Trabalho escravo: 83% das mulheres resgatadas no Brasil estão no meio rural

09 de dezembro, 2025 Repórter Brasil Por Vinícius Konchinski

Dados oficiais compilados pela Repórter Brasil sobre fiscalizações realizadas pelo Ministério do Trabalho e Emprego, entre 2003 a 2023, mostram que pecuária, produção de café e de carvão vegetal lideram casos de trabalho análogo ao de escravo no país

Elisabeth Vitor tem 59 anos e trabalha desde os oito em lavouras do sul de Minas Gerais. Plantou feijão, colheu cana-de-açúcar e, principalmente, café. Em mais de cinco décadas, contudo, só tem três registros na carteira de trabalho. Todos temporários.

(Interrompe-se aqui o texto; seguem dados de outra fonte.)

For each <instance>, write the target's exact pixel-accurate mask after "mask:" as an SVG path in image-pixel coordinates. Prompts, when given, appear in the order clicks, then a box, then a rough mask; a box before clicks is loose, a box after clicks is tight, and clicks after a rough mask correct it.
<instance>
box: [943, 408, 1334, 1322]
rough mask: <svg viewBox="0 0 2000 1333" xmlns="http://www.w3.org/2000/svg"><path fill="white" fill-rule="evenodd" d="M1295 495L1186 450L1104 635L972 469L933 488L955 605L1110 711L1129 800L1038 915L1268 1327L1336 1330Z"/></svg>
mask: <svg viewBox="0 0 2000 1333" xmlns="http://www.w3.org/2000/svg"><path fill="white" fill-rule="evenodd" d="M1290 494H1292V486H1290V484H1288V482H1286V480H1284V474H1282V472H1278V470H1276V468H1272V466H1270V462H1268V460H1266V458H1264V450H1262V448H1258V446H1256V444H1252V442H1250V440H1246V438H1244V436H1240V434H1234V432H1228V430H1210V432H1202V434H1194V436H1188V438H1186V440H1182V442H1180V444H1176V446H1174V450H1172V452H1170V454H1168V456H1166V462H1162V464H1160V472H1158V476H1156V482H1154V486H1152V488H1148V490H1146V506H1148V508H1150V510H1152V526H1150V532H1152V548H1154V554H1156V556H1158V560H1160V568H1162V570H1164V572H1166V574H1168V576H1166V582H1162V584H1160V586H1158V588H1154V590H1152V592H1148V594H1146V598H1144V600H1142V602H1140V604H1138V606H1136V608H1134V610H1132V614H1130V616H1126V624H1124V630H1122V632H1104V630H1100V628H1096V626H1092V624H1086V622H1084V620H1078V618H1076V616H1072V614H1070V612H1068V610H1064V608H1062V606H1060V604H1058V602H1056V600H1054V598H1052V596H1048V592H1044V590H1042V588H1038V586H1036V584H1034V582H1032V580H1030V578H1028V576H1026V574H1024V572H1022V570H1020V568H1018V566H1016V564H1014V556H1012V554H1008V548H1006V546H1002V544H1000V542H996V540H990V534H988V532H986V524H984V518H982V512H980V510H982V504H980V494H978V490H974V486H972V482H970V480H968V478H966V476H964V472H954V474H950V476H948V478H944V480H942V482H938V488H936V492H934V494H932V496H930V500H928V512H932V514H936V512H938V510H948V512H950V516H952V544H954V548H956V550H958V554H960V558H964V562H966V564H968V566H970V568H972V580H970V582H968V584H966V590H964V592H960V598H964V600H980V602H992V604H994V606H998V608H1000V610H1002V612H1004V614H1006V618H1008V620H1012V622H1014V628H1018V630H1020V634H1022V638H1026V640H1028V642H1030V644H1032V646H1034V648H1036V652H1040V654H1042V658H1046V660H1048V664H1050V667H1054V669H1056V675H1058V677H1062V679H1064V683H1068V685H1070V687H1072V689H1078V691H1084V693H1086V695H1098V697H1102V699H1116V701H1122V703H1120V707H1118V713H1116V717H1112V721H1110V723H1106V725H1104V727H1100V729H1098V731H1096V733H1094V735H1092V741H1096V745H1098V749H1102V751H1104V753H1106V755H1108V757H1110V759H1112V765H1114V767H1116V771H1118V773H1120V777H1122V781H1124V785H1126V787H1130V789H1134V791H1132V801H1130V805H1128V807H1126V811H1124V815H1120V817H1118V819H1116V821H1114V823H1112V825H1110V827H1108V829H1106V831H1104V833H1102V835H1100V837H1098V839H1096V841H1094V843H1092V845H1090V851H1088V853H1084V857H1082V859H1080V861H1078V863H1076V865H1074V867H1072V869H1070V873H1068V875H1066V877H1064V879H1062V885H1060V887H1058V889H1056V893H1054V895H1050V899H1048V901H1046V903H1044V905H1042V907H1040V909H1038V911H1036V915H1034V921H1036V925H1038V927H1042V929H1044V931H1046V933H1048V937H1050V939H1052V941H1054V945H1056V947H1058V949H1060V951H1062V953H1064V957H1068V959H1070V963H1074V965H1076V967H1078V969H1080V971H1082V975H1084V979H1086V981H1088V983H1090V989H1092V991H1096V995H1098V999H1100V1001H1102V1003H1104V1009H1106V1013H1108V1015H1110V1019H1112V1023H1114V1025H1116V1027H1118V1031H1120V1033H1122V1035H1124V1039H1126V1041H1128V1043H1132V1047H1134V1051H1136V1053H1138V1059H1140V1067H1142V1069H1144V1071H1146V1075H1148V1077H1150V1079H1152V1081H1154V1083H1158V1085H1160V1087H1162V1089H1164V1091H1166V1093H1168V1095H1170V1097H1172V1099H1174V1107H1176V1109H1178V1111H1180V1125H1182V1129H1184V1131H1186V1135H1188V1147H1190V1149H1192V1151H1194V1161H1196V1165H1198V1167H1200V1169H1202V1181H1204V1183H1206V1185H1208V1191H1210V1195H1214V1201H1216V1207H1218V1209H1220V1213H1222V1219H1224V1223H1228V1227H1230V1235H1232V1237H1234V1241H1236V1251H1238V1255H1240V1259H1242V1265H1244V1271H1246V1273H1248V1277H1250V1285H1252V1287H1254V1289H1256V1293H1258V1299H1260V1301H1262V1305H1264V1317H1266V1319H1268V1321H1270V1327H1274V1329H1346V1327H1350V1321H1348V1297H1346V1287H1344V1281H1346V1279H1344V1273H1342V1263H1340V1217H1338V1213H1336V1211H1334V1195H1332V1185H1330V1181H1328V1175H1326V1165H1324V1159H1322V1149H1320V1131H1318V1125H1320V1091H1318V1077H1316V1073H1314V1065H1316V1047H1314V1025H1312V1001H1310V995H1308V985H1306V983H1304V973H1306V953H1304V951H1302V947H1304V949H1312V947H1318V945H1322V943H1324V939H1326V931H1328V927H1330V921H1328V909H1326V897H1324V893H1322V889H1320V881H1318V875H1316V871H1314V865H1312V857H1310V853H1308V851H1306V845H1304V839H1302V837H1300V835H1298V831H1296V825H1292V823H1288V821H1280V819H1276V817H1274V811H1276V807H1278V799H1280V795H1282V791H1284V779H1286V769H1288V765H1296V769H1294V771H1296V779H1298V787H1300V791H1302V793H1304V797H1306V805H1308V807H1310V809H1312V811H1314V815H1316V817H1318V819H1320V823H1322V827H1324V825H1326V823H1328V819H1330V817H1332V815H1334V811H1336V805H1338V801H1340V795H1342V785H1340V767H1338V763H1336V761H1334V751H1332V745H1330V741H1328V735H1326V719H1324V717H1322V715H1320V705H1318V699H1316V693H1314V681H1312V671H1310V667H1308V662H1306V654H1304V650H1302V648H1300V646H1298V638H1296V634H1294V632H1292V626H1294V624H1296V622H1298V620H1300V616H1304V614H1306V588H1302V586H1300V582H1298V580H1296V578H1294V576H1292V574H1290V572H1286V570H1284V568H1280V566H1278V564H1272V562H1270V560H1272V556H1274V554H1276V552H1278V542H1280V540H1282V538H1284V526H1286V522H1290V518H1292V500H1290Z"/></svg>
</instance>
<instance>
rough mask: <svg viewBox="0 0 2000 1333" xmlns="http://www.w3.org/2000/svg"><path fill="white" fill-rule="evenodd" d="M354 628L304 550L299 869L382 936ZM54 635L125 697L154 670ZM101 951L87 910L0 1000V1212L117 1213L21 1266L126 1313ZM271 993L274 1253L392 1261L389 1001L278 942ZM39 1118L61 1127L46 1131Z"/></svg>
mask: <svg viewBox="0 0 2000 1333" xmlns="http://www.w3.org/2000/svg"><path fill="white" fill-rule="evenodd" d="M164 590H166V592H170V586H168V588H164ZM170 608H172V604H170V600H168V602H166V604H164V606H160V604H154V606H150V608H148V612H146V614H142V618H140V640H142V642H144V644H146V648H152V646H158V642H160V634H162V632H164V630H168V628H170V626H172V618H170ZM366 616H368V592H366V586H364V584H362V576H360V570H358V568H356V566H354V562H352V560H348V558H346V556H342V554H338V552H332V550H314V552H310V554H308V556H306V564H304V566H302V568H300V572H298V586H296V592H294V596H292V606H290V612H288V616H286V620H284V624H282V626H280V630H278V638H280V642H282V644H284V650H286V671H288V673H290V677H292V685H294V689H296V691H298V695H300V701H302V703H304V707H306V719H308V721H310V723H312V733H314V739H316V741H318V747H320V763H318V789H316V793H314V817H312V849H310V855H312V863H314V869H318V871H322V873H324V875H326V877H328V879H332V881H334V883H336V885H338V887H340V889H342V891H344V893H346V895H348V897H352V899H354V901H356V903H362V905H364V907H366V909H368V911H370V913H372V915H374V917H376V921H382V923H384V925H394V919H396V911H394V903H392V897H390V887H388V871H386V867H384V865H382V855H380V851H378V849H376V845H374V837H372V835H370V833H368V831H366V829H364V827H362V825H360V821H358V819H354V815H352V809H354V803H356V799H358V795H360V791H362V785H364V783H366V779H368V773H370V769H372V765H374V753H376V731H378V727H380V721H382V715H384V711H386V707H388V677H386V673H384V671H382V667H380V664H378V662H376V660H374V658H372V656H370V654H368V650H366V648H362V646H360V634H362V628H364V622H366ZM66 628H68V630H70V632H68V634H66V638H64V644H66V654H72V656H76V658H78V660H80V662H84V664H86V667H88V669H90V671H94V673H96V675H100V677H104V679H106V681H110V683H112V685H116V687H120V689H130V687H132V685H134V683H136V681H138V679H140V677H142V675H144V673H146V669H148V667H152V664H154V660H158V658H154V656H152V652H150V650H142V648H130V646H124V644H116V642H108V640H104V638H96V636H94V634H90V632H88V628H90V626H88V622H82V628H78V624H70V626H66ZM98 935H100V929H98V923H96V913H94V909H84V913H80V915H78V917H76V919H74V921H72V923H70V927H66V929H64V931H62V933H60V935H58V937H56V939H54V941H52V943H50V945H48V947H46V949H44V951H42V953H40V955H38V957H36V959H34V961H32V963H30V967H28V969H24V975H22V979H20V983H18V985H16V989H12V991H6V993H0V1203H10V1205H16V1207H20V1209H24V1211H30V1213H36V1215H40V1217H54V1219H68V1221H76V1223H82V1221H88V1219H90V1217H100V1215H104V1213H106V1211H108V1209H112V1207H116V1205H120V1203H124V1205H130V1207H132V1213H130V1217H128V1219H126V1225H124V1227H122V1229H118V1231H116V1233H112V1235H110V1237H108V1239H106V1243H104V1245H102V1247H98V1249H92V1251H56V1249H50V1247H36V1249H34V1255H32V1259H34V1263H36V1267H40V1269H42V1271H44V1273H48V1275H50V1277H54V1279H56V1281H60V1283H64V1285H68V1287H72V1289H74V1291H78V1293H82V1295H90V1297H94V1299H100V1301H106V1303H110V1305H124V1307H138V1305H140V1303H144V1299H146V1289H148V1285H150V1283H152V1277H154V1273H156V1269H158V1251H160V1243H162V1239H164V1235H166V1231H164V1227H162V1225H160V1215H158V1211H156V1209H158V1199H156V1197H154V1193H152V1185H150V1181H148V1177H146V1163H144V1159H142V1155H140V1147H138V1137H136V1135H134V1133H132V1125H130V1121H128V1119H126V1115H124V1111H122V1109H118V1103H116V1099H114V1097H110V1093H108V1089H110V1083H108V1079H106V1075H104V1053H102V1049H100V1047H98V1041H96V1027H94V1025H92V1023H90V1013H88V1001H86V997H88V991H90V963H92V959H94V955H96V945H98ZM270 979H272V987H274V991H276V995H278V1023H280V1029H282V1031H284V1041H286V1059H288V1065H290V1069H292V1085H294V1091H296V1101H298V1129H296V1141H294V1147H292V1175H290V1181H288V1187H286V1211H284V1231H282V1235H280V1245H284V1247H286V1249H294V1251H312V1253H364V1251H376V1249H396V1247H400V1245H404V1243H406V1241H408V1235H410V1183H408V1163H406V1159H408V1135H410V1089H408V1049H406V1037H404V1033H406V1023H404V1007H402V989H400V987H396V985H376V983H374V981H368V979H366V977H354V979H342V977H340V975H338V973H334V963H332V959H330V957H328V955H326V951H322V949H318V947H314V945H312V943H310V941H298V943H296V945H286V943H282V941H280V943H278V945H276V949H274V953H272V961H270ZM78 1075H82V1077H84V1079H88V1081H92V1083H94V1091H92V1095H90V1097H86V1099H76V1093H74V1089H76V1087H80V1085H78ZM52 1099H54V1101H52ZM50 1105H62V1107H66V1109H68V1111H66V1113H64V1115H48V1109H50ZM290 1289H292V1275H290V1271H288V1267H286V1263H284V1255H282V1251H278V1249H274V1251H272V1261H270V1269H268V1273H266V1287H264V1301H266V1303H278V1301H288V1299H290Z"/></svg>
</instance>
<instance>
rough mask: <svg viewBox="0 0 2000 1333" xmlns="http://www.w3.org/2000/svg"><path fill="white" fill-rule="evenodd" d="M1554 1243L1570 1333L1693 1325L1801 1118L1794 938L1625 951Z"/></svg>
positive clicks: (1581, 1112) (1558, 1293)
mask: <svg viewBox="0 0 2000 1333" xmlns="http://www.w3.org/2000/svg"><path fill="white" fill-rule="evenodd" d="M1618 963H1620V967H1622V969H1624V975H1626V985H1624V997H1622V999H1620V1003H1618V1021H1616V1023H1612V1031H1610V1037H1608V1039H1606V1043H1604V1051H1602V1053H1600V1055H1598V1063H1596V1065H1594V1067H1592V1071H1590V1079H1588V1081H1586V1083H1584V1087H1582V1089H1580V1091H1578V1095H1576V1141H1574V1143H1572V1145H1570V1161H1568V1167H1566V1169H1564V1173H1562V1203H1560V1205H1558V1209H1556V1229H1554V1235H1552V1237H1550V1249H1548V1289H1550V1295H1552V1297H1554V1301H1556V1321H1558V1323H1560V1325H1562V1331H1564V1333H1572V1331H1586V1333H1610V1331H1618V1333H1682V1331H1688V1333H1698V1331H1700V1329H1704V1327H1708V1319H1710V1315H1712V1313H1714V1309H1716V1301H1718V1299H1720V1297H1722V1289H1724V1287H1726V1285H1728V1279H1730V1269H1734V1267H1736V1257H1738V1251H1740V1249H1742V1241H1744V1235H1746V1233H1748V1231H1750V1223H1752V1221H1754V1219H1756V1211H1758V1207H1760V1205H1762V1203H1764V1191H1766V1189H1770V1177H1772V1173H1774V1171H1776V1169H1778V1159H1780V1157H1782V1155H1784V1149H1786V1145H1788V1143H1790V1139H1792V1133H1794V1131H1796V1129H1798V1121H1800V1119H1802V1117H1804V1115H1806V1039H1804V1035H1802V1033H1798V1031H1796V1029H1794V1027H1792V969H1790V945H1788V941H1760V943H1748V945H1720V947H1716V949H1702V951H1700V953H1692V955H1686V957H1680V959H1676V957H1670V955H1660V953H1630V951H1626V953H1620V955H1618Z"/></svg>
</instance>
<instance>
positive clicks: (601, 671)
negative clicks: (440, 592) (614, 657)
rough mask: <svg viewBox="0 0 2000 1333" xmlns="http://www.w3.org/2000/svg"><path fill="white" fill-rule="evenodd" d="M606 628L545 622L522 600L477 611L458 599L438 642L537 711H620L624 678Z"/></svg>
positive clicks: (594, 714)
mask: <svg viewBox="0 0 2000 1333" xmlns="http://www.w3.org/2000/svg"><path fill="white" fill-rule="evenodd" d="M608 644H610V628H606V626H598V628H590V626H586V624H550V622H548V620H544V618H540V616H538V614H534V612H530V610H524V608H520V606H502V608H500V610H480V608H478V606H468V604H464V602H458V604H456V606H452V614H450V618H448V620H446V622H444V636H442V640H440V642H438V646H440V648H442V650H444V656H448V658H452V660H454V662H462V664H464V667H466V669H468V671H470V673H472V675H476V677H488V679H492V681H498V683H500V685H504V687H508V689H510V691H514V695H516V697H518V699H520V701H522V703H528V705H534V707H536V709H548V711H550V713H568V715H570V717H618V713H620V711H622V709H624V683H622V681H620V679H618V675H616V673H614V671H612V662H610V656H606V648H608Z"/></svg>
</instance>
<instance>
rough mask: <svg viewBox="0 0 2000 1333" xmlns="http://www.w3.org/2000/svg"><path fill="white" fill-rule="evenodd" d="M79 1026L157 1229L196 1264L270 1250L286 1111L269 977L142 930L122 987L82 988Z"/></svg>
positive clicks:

“Eu nasci 78 anos depois da Lei Áurea, mas parece que a liberdade não chegou para mim”, reclama. “Trabalhei em troca de roupa velha nem sei quanto tempo. E preciso continuar trabalhando porque até agora não consegui aposentadoria nenhuma.”

Ela tem certeza de que já foi escravizada em atividades rurais no país, mas nunca chegou a ser resgatada por auditores-fiscais do MTE (Ministério do Trabalho e Emprego) . O conceito de “resgate” compreende não só o pagamento de direitos trabalhistas, mas também o encaminhamento para políticas públicas de assistência social.

Elizabeth não aparece nas estatísticas das 1.857 mulheres —69% delas negras (pretas ou pardas)— libertadas no meio rural entre 2003 e 2023, segundo dados oficiais do governo federal acessados por meio de LAI (Lei de Acesso à Informação) e sistematizados pelo Projeto Perfil Resgatado, da Repórter Brasil.

O ambiente rural é de longe o que concentra o maior número de casos de mulheres submetidas a trabalho análogo ao de escravo, como define o artigo 149 do Código Penal. Ao longo de 21 anos, 83% das 2.244 resgatadas exerciam alguma atividade no campo.

Minas Gerais, terra de Elizabeth, é o estado com maior número de resgates de trabalhadoras rurais: 436 em 21 anos, o que corresponde a 23% do total.

“As atividades que envolvem trabalho análogo à escravidão geralmente envolvem também o tráfico de pessoas e a atração de migrantes para os ambientes de trabalho degradante. Os homens estão mais disponíveis para mudanças. Mas há mulheres se mudando também, que acabam escravizadas”, afirma o auditor fiscal Marcelo Gonçalves Campos, da Coordenação-geral de Fiscalização para a Erradicação do Trabalho Análogo à Escravidão e do Tráfico de Pessoas do MTE.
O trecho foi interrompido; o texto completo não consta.